At its simplest, economic activity is driven by ideas – ideas that get turned into a product or a service that is then brought to market. As technology has become more ubiquitous (helping to reduce labor and material costs), the “idea” part of the equation has become an increasingly larger share of the value. It is for this reason that governments around the world have focused on the role of innovation. Regions that can facilitate this translation of ideas to the market place are likely to have more economic activity than those who do not.
Innovation and Productivity
There is a strong relationship between innovation – doing things in a new or different way – and productivity – doing things more efficiently. Technological innovations, most notably the extraordinarily fast adoption of the Internet by individuals and businesses, were responsible for much of the acceleration in productivity in the 1990s. Innovation typically helps companies cut costs, allowing existing companies to deliver an existing product better or create new products. It can also help new firms break into an existing market or create a new market. And in today’s fast-moving environment, innovation is necessary for existing firm’s survival by allowing them to maintain market share and grow revenues.
Innovation and the Art of the “Next Big Thing”
Our clients want to know what is “over the horizon.” Our answer to this question is not to turn so quickly from the horizon you’ve just crested. Innovation rarely comes out of the blue. More typically, what we think of as innovation is actually an incremental advance of an existing idea or technology. This advance might represent a functional change (like an improvement to a piece of equipment or machinery) or a change in the application of technology (like the use of computer chips in other devices, like smart phones or even smart textiles).
Over the last 60 years, there have been a handful of “game-changing” innovations; the integrated circuit and the sequencing of the human genome are prime examples. These transformative innovations have formed new industries and created demand for new products and services across multiple sectors and multiple decades. Such high-impact innovations change the conversation, overhaul entire sectors of the economy, and literally invent new spaces for future advances.
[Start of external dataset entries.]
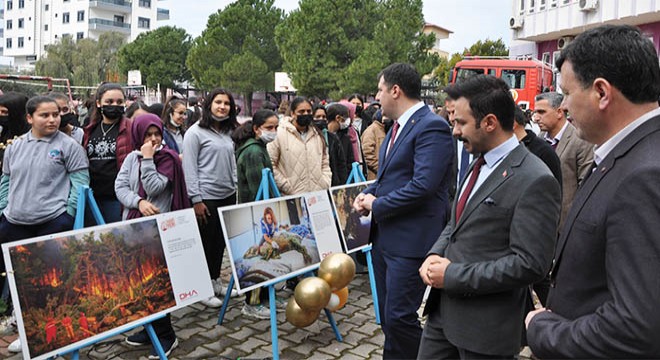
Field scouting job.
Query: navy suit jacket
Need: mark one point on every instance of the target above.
(411, 188)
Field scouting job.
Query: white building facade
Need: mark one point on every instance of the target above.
(541, 28)
(31, 25)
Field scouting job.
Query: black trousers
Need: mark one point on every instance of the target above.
(435, 345)
(213, 239)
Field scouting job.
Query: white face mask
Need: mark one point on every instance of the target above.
(174, 123)
(268, 136)
(345, 124)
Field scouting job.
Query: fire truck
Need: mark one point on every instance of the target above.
(526, 78)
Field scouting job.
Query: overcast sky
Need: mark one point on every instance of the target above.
(470, 20)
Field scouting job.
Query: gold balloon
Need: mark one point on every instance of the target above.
(312, 294)
(338, 270)
(298, 317)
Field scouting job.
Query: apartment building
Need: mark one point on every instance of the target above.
(31, 25)
(541, 28)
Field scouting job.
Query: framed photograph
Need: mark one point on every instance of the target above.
(271, 240)
(70, 289)
(354, 228)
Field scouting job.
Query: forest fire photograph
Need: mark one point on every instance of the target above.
(75, 287)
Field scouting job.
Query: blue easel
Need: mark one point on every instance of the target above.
(85, 196)
(357, 176)
(267, 185)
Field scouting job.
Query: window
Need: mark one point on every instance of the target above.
(546, 57)
(514, 78)
(143, 23)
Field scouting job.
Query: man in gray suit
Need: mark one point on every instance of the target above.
(605, 279)
(500, 237)
(576, 155)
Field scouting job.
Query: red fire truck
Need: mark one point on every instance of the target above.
(526, 78)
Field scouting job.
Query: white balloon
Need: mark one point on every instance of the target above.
(333, 304)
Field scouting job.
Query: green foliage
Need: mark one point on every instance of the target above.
(480, 48)
(237, 49)
(85, 62)
(160, 55)
(335, 47)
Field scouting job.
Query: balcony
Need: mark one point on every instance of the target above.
(163, 14)
(122, 6)
(109, 25)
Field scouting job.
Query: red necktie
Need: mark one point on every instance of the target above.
(468, 189)
(395, 128)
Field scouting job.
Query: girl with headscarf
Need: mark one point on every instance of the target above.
(151, 182)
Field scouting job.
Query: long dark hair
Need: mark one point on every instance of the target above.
(104, 88)
(246, 131)
(226, 126)
(15, 103)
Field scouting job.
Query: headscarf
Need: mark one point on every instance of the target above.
(167, 163)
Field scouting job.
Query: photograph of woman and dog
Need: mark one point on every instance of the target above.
(269, 240)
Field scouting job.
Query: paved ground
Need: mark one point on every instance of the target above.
(246, 338)
(240, 337)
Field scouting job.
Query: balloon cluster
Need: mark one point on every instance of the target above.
(327, 290)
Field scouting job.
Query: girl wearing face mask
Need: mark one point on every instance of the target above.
(174, 120)
(151, 182)
(68, 120)
(339, 124)
(335, 153)
(107, 140)
(299, 154)
(251, 154)
(209, 166)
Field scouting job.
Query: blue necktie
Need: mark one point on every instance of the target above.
(465, 164)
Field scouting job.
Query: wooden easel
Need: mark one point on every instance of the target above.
(85, 196)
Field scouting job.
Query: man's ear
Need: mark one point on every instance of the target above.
(604, 91)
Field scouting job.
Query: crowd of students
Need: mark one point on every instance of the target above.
(144, 160)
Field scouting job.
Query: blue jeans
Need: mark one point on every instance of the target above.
(110, 210)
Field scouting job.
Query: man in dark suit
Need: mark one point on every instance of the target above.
(605, 287)
(576, 155)
(408, 202)
(500, 237)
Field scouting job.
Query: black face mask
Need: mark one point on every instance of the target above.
(67, 119)
(113, 112)
(304, 120)
(388, 124)
(321, 124)
(358, 111)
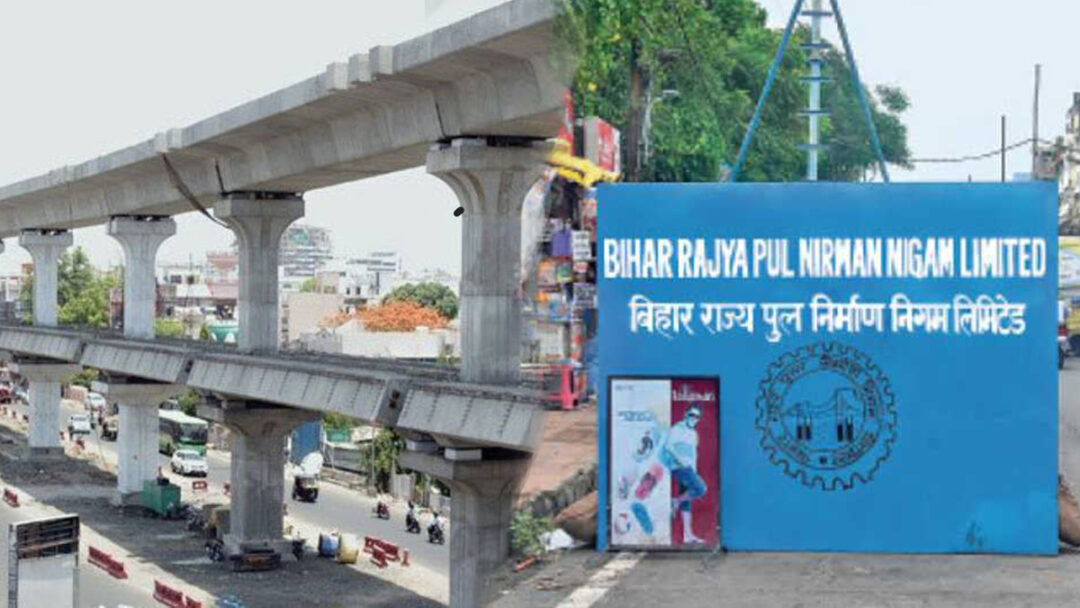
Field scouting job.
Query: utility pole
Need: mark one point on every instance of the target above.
(1035, 124)
(815, 79)
(1002, 147)
(638, 85)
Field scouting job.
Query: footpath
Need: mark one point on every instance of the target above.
(156, 551)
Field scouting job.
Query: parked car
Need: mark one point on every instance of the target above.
(94, 403)
(188, 462)
(79, 424)
(110, 428)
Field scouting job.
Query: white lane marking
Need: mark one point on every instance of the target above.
(602, 581)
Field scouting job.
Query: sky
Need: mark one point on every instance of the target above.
(82, 79)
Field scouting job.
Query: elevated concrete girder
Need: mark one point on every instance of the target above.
(481, 501)
(490, 184)
(485, 75)
(258, 224)
(257, 470)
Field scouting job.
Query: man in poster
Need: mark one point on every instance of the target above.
(680, 457)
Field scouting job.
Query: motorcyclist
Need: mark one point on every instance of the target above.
(435, 528)
(412, 524)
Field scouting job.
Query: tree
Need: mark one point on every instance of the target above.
(189, 402)
(90, 306)
(432, 295)
(387, 446)
(716, 54)
(400, 316)
(81, 295)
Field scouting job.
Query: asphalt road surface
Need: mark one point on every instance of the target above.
(337, 509)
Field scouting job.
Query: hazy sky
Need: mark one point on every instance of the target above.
(82, 79)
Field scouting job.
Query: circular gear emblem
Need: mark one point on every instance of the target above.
(826, 416)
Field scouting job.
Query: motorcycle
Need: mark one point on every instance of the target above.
(381, 510)
(412, 524)
(435, 535)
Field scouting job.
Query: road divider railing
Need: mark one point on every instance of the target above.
(107, 563)
(167, 595)
(383, 551)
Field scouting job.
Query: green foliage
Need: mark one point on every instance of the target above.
(189, 402)
(430, 295)
(525, 532)
(82, 378)
(167, 327)
(716, 54)
(388, 445)
(75, 277)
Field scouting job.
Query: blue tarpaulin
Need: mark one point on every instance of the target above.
(885, 353)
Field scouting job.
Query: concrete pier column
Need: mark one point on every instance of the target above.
(481, 502)
(45, 247)
(140, 237)
(137, 436)
(257, 475)
(490, 183)
(43, 438)
(258, 220)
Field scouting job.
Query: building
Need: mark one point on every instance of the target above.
(367, 278)
(305, 312)
(305, 250)
(1068, 184)
(351, 339)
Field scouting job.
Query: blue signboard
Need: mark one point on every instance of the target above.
(885, 356)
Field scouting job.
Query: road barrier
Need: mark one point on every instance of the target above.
(378, 556)
(167, 595)
(107, 563)
(385, 551)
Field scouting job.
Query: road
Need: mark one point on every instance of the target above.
(337, 509)
(781, 580)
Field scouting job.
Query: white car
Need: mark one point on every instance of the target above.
(79, 423)
(188, 462)
(94, 403)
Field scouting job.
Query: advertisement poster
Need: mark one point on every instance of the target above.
(665, 463)
(887, 355)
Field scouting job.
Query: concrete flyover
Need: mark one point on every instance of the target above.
(474, 103)
(377, 112)
(415, 399)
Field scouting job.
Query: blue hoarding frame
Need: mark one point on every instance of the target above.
(1041, 193)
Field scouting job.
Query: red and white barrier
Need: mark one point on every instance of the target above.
(107, 563)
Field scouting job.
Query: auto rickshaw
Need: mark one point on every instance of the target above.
(305, 487)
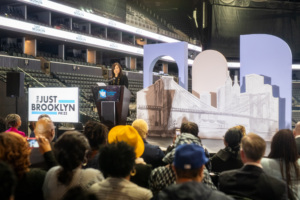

The Waves of Innovation graphic from the California Green Innovation Index illustrates this pattern:

SOURCE: 2008 California Green Innovation Index

Although success stories like Google remain the exception, this process of constant invention and re-invention serves as a powerful economic engine. Communities that hope to harness the power of innovation for economic development can begin by establishing and maintaining a healthy ecosystem of resources for existing businesses as well as entrepreneurs.
An Innovation Strategy
Innovation drives productivity gains, fosters new business development, and bolsters existing businesses. As a result, “brokering” innovation can be an effective economic development strategy. The essence of an innovation strategy is connecting companies and entrepreneurs with sources of innovation and intellectual capital.
How to can a community broker innovation? For regions fortunate enough to have access to a university, leveraging university research and expertise is the logical starting point. This can be done by creating a network that links university assets with local entrepreneurs capable of commercializing new ideas and technologies and local companies that are looking for solutions to address the challenges they face. Such an approach can have benefits for new business formation, industry recruitment, and business retention and expansion.
However, even the most successful commercialization strategy does not necessarily translate to investment in a particular geographic area. And, more importantly, vast stretches of the country don’t have access to a research university. For these communities, an innovation strategy often translates to an entrepreneurship strategy. The entrepreneurs who avail themselves of this strategy will themselves form connections to universities, international businesses, and a new and creative workforce.
The Entrepreneurship Engine
Research suggests that small businesses and entrepreneurial activity stimulate job creation, spur innovation, and diversify the economic base. Communities – particularly those in rural areas – recognize that a “grow your own” strategy has a higher probability of success than recruiting a major employer to the area. In addition, entrepreneurship strategies that encourage new business creations often prove more cost-effective than incentives paid to recruit businesses to a community. As a result, building an entrepreneurial support system has become a vital economic development strategy.
Successful entrepreneurial development involves a strategic, organized, and community-wide support system that provides the physical and social infrastructure entrepreneurs need. Entrepreneurial development programs also connect entrepreneurs to capital, training, and technical assistance needed to start and grow their businesses. Ensuring that entrepreneurs feel valued – such as helping them establish relationships and recognizing their successes – contributes to a community’s entrepreneurial climate.
While economic development professionals may consider business creation to be difficult and resource-intensive, the benefits a community reaps from a successful entrepreneurship program can be immense. Fostering an entrepreneurial climate can help a community retain local innovation and talent, build and keep wealth in the area, and contribute to the community’s character. Ultimately, an entrepreneurial-friendly environment can help a community achieve economic diversity and economic sustainability.